Lowering the wheels again, Knight dived for the terminal, with a hasty survey preparatory to landing. The Loire was a mile behind, stretching its glide. But when the American swung in at three hundred feet, he swore to himself. A transport was taxiing out to take off, and a red light from the tower peremptorily signalled him to sheer away. He made a tight circle, intent on plunging down the moment the airliner was off the ground. But suddenly the transport stopped. The men in the tower had seen the crippled Loire and were giving it the right-of-way.

Knight kicked into a forward slip, landed cross-wind on the runway which angled across the one with the airliner. But the Loire was already gliding in against the wind, and as he raced in toward the row of buildings he saw the fighter come to a quick stop and the pilot jump out, waving his arms excitedly.

A spotlight from the tower swung toward the Northrop, and a motor car darted out as Knight braked to a halt. He cut off the motor, slid back the enclosure, and jumped down. But before he could say a word be was seized by three airport police, and two others covered Doyle with their pistols.

A second auto now drew up, and the Loire pilot sprang from its running-board. His goggles had been pushed up, revealing protuberant blue eyes close-set beside a large aquiline nose. He threw a swift glance at Knight and Doyle, wheeled to the senior agents de police.

“Take them into one of the private offices before a crowd collects!”

“Oui, Major Foix,” said the policemen. He scowled at the prisoners. “Get into the car, espion pig!”

The machine swiftly conveyed them past a staring crowd of air-travellers and airport attendants, to a side door from which Knight and Doyle were hustled into a deserted office. One of the police switched on a light, pulled down the shades. Knight’s attempts at speech were brusquely silenced, and he motioned his infuriated partner to keep still.

In a minute, Major Foix entered, and Knight saw a furtive glance pass between him and the senior agente de police, a swarthy, heavy-set officer.

“Have you searched the prisoner, Monsieur Mireau”? demanded the major.

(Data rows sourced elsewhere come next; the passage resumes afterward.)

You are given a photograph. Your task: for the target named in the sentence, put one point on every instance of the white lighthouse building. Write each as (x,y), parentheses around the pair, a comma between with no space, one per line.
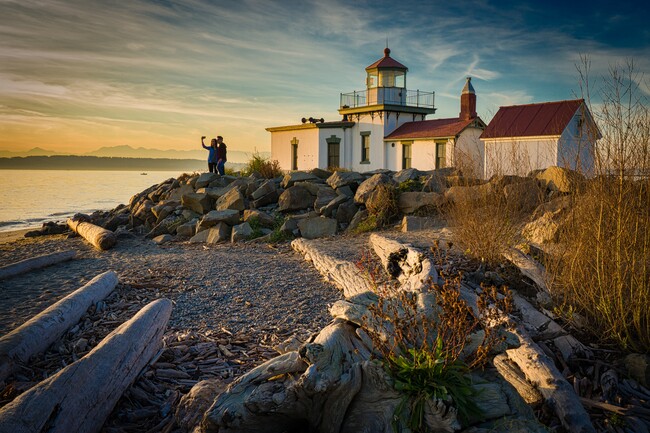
(383,127)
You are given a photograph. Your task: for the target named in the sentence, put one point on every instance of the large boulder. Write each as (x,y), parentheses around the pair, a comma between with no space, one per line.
(561,179)
(212,218)
(297,176)
(367,187)
(264,189)
(233,199)
(346,211)
(343,178)
(317,227)
(262,218)
(409,202)
(241,232)
(295,198)
(205,179)
(324,196)
(199,203)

“Oui, commandant,” said Mireau.

“They were both armed. But we found no papers aside from their passports.”

“None are needed,” said Foix, with a malevolent grin at the two Americans. “I know all about them—they are spies for Germany.”

One of the policemen looked uncertainly at Mireau. “Shouldn’t we be reporting this to the Prefect, sergeant?”

“Non,” Foix snapped before Mireau could reply. “It is a matter for Intelligence; and we can afford no publicity just now. Sergeant Mireau, arrange to have that special Dewoitine started— the one with the experimental radio in it. The prisoners will be transferred in it to a more private spot. Also, have their plane refuelled at once; I intend to turn it over to our engineers to examine those secret gun-mounts and bomb-racks.”

 

MIREAU saluted and went out. Doyle looked desperately at Knight. “What’d he say?” he asked. “What’re they going to do?”

Before Knight could answer, the door to an adjoining room quietly opened.

Bon soir, messieurs,” said a voice. “What seems to be the trouble here?”

Foix started perceptibly, then covered his alarm with an oily smile.

“Ah, Capitaine Robard! You are just in time. I have caught two spies!”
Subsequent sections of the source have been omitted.